Posted Aug 23 2008 11:00pm

It’s widely assumed that moms who stay home do so by choice. However, the facts say otherwise. This week, “Equality in Job Loss: Women are Increasingly Vulnerable to Layoffs During Recessions,” a joint economic report commissioned by NY Congresswoman Carolyn B. Maloney states categorically that women—mothers and singles--are leaving the workforce because they’re being forced out. Beginning with the 2001 recession, hiring rates continue to lag and haven’t returned to the peak experienced during the1990s.

“Women may be more susceptible to the impact of the business cycle than they were when they were more highly concentrated in a smaller number of non-cyclical occupations, like teaching and nursing,” the governmental report states. “There is no evidence, however, that mothers are increasingly ‘opting out’ of employment in favor of full-time motherhood. For this story to be true, the employment rate of non-mothers would have had to diverge sharply from that of mothers, which has not been the case.”

It is the cost and inadequacy of childcare that keeps many women home. That, and an inflexible, family-unforgiving workplace. Unlike past decades, families can no longer rely on the woman’s employment to help boost family income during a downturn, according to the report.

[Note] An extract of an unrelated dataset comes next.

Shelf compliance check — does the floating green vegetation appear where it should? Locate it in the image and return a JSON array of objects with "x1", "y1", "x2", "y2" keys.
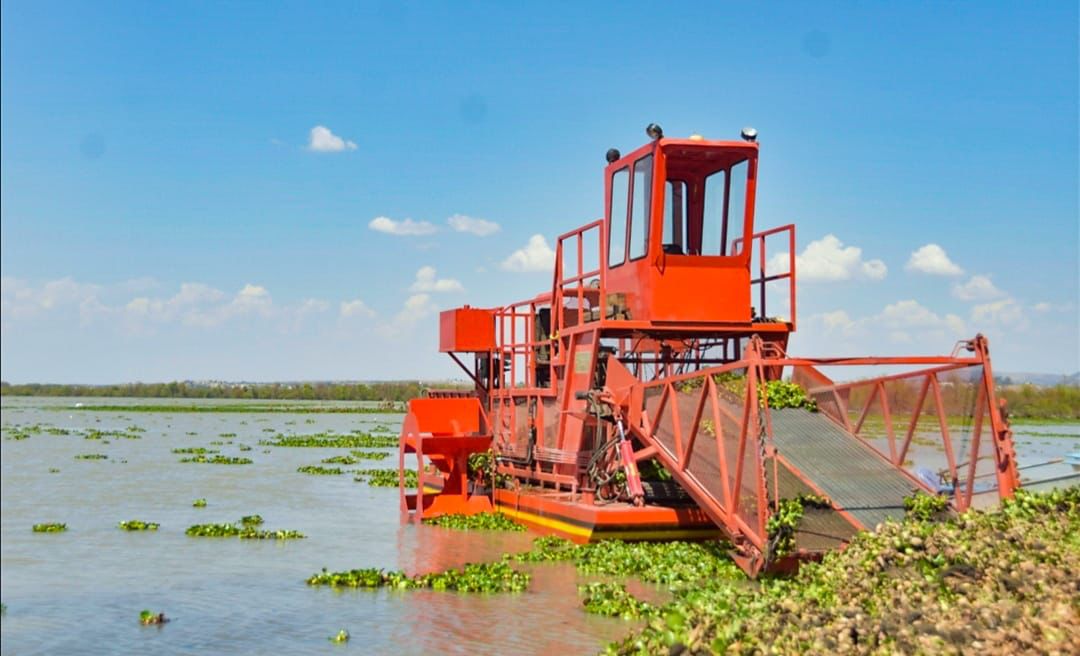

Decades of upward mobility have been reversed by a weak economy that too readily embraces the young who get entry level salaries and are unencumbered, making 9-12 uninterrupted hours of work feasible and expected.

As further proof, Heather Boushey, a senior economist at the Joint Economic Committee of Congress, published data while at the Center for Economic and Policy Research in 2005, suggesting that ‘the main reasons for declining labor force participation rates among women over the last four years appears to be the weakness of the labor market.’

And, yet, women who are facing divorce are expected to work, usually full-time. The economic realities are ignored, supplanted by denial and puffery about equality. It's time for a social and cultural adjustment, a parental responsibility realignment of sorts, that recognizes the real economic costs of raising children in these challenging times. Men and women are not equal--not in earnings; not in child care and domestic responsibilities; and, not in job opportunities. A wonderful exploration of these trends is articulately addressed in the New York Times opinion blog, Domestic Disturbances , hosted by Judy Warner.